Another example is the development of number theory by the mathematician Galois. Joint industry academic research took the number theory to codes and implemented these codes into the tech invented today.
Image processing (wavelets to jpeg 2000) is another brilliant example of Industry/Academic collaboration and deployment of deep tech. We create patents on the tech we develop based on the principles and discoveries by academics. This is how we generate value.
Merouane: There is always a need to create new tech or adapt the existing ones to create value. The origin of this need stems from both the current market and the futuristic vision of the company.
For instance there is ‘certainty research’ that focuses on the short term market and is driven by product development, reduction of complexity, and making improvements. This is generally led by engineers. The margin of breakthrough here is small.

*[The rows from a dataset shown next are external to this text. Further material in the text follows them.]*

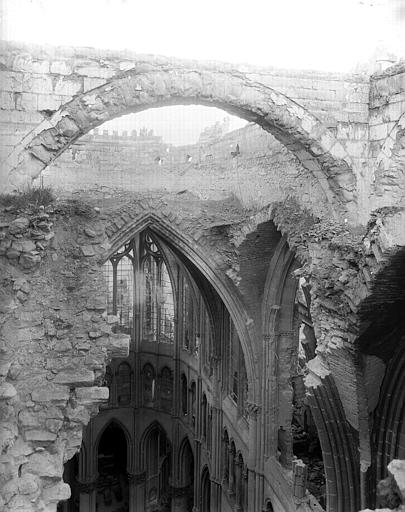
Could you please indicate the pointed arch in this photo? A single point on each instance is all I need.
(186, 462)
(166, 227)
(181, 82)
(120, 425)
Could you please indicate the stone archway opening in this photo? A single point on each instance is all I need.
(205, 491)
(112, 484)
(178, 83)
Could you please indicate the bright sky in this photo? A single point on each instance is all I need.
(330, 35)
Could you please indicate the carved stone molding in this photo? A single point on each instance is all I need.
(137, 478)
(253, 409)
(87, 487)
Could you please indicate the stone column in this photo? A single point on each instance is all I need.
(231, 484)
(136, 483)
(238, 483)
(180, 498)
(88, 496)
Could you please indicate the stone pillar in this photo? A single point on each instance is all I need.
(299, 478)
(136, 483)
(238, 484)
(88, 496)
(180, 498)
(216, 496)
(231, 461)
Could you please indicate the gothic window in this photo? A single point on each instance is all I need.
(237, 373)
(239, 483)
(124, 384)
(157, 465)
(119, 277)
(192, 402)
(108, 378)
(189, 317)
(158, 310)
(166, 389)
(154, 290)
(148, 384)
(206, 337)
(184, 408)
(225, 464)
(204, 413)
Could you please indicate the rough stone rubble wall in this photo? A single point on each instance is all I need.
(55, 342)
(265, 172)
(387, 136)
(37, 81)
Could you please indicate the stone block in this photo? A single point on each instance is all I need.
(11, 81)
(7, 391)
(43, 464)
(66, 87)
(28, 101)
(39, 84)
(40, 66)
(7, 100)
(117, 345)
(48, 102)
(29, 260)
(56, 493)
(94, 71)
(75, 377)
(92, 395)
(87, 250)
(50, 393)
(19, 225)
(42, 436)
(61, 67)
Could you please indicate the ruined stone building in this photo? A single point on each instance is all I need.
(217, 327)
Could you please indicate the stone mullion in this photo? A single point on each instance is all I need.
(238, 482)
(231, 472)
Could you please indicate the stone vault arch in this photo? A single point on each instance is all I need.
(161, 82)
(170, 228)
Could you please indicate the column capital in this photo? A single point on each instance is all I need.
(136, 478)
(253, 409)
(87, 487)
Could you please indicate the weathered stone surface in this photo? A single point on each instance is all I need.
(7, 391)
(92, 395)
(19, 225)
(75, 377)
(43, 464)
(50, 393)
(40, 436)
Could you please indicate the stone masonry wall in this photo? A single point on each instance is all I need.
(38, 80)
(55, 342)
(263, 173)
(387, 136)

Then there is ‘uncertainty research’. This is where we get random surges and the 10X or 100X leap in knowledge in terms of complexity and innovation. The margin of breakthrough here is huge. The impact generated resonates beyond your own company and acts as a leap for the ecosystem. The notion of an ecosystem (growing with peers) is important here. As a company you need to push the market with your advances. Being alone in a market does not make sense and only increases the risk.
Complex, hi-tech companies like Huawei can only survive because of talents. Talents are not only sourced, but are nurtured in-house with respect to the changes happening around. We upskill our employees in 3 ways:
In the first place, we recruit a skilled workforce of PhDs and researchers. The idea is to bring people with sound fundamental background research as opposed to narrow and specific skills. Recruitment of a workforce like PhDs is necessary in such positions as by nature they understand change and the need to adapt to it.

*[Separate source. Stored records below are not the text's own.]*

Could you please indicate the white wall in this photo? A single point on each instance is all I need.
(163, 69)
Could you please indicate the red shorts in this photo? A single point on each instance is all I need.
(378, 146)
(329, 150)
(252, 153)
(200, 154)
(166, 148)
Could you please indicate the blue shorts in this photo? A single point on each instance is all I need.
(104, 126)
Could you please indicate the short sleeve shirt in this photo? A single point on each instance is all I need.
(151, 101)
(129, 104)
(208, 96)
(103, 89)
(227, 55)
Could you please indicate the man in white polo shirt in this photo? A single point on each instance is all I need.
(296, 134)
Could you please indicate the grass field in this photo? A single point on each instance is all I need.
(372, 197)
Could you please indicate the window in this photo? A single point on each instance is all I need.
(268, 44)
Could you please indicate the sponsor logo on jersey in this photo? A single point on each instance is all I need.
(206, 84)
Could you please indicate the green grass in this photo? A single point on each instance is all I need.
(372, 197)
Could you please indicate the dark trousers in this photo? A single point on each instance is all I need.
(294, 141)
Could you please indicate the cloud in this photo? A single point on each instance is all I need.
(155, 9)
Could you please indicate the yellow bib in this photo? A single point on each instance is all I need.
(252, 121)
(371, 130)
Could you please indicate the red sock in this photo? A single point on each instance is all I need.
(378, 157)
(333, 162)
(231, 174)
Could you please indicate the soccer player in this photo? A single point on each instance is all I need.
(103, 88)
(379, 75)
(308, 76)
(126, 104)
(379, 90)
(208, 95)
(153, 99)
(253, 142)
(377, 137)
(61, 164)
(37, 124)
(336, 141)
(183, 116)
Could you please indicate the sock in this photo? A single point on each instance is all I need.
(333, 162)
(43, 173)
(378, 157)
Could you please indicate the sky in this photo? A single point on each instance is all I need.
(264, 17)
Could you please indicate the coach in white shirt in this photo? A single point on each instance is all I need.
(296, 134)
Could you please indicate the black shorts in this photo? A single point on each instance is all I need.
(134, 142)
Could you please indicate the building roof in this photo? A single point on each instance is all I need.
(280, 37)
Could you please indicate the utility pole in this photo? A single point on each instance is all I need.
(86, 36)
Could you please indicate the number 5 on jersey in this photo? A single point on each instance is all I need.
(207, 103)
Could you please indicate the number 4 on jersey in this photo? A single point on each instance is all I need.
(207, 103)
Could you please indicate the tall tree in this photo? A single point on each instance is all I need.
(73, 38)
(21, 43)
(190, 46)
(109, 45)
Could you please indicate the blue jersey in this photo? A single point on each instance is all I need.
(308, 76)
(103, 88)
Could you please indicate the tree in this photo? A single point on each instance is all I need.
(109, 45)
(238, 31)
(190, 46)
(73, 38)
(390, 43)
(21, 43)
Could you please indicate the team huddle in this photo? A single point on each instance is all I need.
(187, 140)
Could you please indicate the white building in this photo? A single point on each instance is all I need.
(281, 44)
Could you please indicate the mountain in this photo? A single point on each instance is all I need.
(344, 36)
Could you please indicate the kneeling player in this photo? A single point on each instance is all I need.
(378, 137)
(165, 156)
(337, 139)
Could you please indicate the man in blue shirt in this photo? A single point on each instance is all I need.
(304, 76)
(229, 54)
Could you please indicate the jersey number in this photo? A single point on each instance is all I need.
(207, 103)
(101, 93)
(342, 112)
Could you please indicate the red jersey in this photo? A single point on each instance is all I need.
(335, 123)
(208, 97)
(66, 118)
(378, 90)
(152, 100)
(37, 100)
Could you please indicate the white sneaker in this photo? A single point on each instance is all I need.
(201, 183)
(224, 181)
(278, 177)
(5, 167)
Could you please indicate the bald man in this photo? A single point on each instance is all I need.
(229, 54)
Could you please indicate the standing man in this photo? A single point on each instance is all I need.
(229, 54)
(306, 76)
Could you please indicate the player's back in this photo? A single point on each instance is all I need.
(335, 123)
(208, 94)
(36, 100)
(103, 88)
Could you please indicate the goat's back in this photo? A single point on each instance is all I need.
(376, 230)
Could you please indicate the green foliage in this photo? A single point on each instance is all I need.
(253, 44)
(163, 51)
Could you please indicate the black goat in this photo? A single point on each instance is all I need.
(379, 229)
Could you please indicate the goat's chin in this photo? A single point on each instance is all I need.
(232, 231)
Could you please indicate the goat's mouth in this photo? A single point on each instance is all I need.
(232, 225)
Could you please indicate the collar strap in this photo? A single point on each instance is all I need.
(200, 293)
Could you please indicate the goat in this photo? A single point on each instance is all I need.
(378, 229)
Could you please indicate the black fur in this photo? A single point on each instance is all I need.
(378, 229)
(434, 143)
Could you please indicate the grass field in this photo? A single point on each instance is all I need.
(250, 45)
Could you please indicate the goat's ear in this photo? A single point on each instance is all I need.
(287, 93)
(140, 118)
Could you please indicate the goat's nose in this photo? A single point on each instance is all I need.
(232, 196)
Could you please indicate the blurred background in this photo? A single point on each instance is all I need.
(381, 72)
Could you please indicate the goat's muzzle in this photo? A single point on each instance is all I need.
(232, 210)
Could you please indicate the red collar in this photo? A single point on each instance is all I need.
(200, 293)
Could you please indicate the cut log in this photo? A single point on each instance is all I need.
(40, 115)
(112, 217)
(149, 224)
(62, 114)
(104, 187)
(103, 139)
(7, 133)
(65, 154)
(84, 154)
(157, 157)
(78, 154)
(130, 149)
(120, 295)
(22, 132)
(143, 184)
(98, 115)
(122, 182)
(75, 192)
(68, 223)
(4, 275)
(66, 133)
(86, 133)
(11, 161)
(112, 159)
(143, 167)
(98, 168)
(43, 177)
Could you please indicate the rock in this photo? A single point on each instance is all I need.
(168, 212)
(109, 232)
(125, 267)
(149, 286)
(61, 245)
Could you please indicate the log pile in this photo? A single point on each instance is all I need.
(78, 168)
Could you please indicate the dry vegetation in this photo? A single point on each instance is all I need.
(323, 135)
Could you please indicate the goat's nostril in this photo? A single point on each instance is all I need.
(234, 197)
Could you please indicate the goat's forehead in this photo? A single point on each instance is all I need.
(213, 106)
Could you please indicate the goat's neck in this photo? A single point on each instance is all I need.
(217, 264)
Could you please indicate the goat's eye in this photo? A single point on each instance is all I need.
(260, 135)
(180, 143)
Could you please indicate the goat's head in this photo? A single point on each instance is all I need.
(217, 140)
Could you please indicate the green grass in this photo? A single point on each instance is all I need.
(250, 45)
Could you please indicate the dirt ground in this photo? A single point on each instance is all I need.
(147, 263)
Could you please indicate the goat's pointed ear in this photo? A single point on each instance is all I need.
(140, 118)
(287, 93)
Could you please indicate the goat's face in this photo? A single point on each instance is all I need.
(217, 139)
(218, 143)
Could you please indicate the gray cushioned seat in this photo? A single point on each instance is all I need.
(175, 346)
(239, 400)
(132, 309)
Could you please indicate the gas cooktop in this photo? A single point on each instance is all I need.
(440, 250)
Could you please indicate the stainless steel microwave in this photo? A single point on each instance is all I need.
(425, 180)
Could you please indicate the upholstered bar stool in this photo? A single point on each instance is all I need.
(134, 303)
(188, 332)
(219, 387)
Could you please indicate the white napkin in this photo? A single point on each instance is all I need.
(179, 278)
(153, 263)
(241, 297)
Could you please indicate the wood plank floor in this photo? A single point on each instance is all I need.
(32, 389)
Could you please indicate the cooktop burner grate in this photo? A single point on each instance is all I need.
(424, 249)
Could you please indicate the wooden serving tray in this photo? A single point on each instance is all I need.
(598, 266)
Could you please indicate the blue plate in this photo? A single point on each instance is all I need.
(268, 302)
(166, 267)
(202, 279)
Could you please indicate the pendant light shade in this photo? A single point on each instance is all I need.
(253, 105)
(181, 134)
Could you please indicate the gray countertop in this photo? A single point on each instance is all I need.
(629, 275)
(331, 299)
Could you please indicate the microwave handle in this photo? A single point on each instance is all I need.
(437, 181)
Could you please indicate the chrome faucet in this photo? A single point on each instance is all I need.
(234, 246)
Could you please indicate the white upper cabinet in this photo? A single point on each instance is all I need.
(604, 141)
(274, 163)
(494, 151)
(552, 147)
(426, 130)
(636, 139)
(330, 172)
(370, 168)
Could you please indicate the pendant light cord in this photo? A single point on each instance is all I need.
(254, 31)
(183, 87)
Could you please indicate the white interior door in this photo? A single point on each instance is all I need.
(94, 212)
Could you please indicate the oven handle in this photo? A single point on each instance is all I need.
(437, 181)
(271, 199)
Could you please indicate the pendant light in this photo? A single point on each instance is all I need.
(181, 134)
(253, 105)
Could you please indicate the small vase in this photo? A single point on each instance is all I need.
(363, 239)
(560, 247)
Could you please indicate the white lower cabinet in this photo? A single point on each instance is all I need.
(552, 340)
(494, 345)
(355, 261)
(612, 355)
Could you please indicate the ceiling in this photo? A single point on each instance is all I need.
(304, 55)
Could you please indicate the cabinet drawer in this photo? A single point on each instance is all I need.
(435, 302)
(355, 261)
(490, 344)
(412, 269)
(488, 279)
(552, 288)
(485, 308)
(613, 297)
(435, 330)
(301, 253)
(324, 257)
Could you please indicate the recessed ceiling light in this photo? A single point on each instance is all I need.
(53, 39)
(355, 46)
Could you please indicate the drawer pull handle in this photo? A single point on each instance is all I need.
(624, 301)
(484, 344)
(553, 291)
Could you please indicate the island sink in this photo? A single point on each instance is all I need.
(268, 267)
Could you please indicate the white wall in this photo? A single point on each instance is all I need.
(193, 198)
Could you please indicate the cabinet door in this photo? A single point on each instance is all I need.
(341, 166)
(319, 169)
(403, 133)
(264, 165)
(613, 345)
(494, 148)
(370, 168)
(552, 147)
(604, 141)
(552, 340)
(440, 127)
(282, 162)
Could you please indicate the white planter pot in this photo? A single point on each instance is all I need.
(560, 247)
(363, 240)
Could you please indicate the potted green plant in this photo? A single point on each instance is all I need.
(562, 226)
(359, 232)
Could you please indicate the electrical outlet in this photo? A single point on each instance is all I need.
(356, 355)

Innovation cycle comprises theoretical breakthrough, technical readiness, technological innovation, product development and commercialization. Theoretical development is the longest and most risky zone as it comes with its own pace. This is why we look up to academia, before we can apply the Tesla model or Steve jobs model to bring innovation and products out of the research into the market. It is also true that a lot of the research never sees the light of the day, but this is not considered money down the drain. Indeed we appreciate it here, as we learn from our failures. In most of the cases we often end up repurposing the solutions, experience and skills developed for project X in project Y. The mindset of documenting everything including failures, putting it aside and revisiting it in future is extremely important here.
G here stands for “Generations for cellular”.
2G was mobile for voice, 3G was mobile for data, 4G – mobile for internet, 5G mobile for things and 6G is intended for mobile for machines. Each of them has/had challenges. For example, 4G has an IP (Internet protocol) based system. Bringing voice in 4G was a difficult task unlike in 2G. With 5G came the connectivity with things and this generated additional energy requirements. It was extremely hard to tackle – imagine a phone connected to a driving car, but for a moment this connection is disrupted leading to an accident. We needed to solve the pinpoints to avoid issues like these. So we embedded complex machine learning algorithms and tried to find the right protocol to connect intelligence between devices without having a human behind it all.
Now imagine a system that can create its own protocols. 6G is connecting these autonomous systems. 6G is about connecting AIs!
The right ecosystem is the biggest resource for growth. So I will answer this by a question : why are we here in Paris? Because Paris and Moscow are the two best hubs for mathematicians. This is the right ecosystem for us.